If you recall the explanation of the nature of these sequences from the Introduction section, this figure will make much more sense. We had two types of Pelagibacter that differ from each other by two nucleotides. Entropy analysis shows, along with all the random sequencing errors down below, these two nucleotide positions are the ones that offer the most relevant information to separate these reads from each other.
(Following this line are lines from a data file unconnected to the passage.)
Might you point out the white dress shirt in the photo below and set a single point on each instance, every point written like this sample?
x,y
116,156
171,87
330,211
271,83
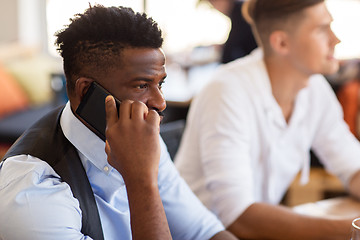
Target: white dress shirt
x,y
238,149
35,204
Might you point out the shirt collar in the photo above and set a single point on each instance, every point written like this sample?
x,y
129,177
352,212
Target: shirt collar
x,y
84,140
270,104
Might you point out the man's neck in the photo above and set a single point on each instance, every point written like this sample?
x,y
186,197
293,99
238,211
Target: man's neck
x,y
286,82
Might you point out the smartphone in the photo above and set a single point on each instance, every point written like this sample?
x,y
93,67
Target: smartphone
x,y
92,108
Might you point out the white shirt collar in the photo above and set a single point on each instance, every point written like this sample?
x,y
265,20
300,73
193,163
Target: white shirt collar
x,y
84,140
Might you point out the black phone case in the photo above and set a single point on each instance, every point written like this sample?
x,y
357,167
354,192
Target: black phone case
x,y
92,108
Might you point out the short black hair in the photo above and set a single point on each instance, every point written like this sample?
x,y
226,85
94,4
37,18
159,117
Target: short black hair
x,y
92,40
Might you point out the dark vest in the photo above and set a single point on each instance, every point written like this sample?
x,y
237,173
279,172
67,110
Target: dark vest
x,y
46,141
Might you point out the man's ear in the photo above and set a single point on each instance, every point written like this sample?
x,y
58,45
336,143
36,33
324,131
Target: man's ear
x,y
82,84
279,42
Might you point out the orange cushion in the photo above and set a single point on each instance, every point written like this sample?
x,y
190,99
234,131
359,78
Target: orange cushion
x,y
12,97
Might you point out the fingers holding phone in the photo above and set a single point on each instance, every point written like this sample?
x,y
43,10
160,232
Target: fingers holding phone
x,y
132,138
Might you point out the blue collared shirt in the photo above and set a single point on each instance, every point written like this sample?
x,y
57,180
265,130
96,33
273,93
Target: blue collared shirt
x,y
35,204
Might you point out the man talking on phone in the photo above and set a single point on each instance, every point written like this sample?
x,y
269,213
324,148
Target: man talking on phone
x,y
61,181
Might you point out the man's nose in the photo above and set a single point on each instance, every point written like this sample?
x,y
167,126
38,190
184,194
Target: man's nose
x,y
157,100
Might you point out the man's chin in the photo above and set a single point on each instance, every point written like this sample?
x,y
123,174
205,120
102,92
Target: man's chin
x,y
332,67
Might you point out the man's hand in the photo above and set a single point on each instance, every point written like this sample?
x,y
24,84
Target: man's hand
x,y
133,148
132,140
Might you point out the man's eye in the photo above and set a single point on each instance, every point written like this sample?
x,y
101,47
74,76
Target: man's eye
x,y
141,86
161,83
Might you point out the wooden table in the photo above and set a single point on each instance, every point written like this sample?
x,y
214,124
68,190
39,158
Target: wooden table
x,y
340,207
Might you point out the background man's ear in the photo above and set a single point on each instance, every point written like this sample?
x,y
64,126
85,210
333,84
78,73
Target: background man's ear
x,y
82,84
279,42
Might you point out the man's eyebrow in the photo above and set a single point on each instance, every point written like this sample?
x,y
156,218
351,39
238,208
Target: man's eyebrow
x,y
138,79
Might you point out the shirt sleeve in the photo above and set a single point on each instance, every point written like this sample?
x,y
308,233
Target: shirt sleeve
x,y
335,145
225,136
35,204
188,218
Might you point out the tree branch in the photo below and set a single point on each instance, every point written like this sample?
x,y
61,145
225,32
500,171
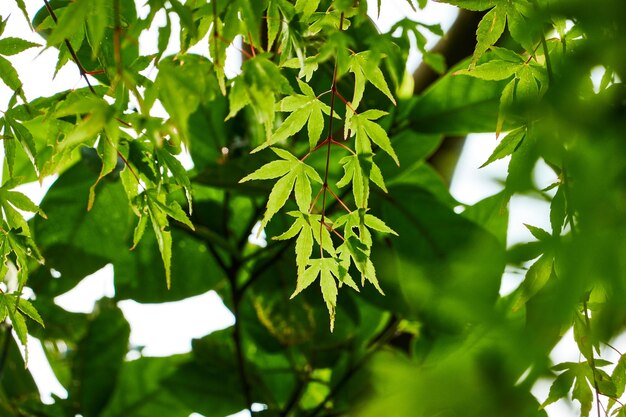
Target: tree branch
x,y
458,43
This means, if we use only nucleotides from these two positions, instead of using the entirety of our reads, we can generate distribution profiles for different types.

From the figure, it is easy to say that there are two nucleotide positions in this alignment that show high variation. Then, we can assume that using the top two components for oligotyping analysis will be sufficient to decompose those different types from each other. Even though usually it is not this clear cut, real world data present similar stories. Obviously the number of entropy peaks and their volume changes depending on the taxonomic depth you have used to isolate your ‘closely related taxa‘ at the beginning of the analysis. For instance, the following figure shows a real-world case where ~65K pyrotag reads from V3-V5 amplicons that were classified as Gardnerella vaginalis with 99+% identity to a group of known G. vaginalis sequences (click here for more information on G. vaginalis study, which was published recently):

The figure that shows the entropy distribution will be stored as a PNG file in the work directory.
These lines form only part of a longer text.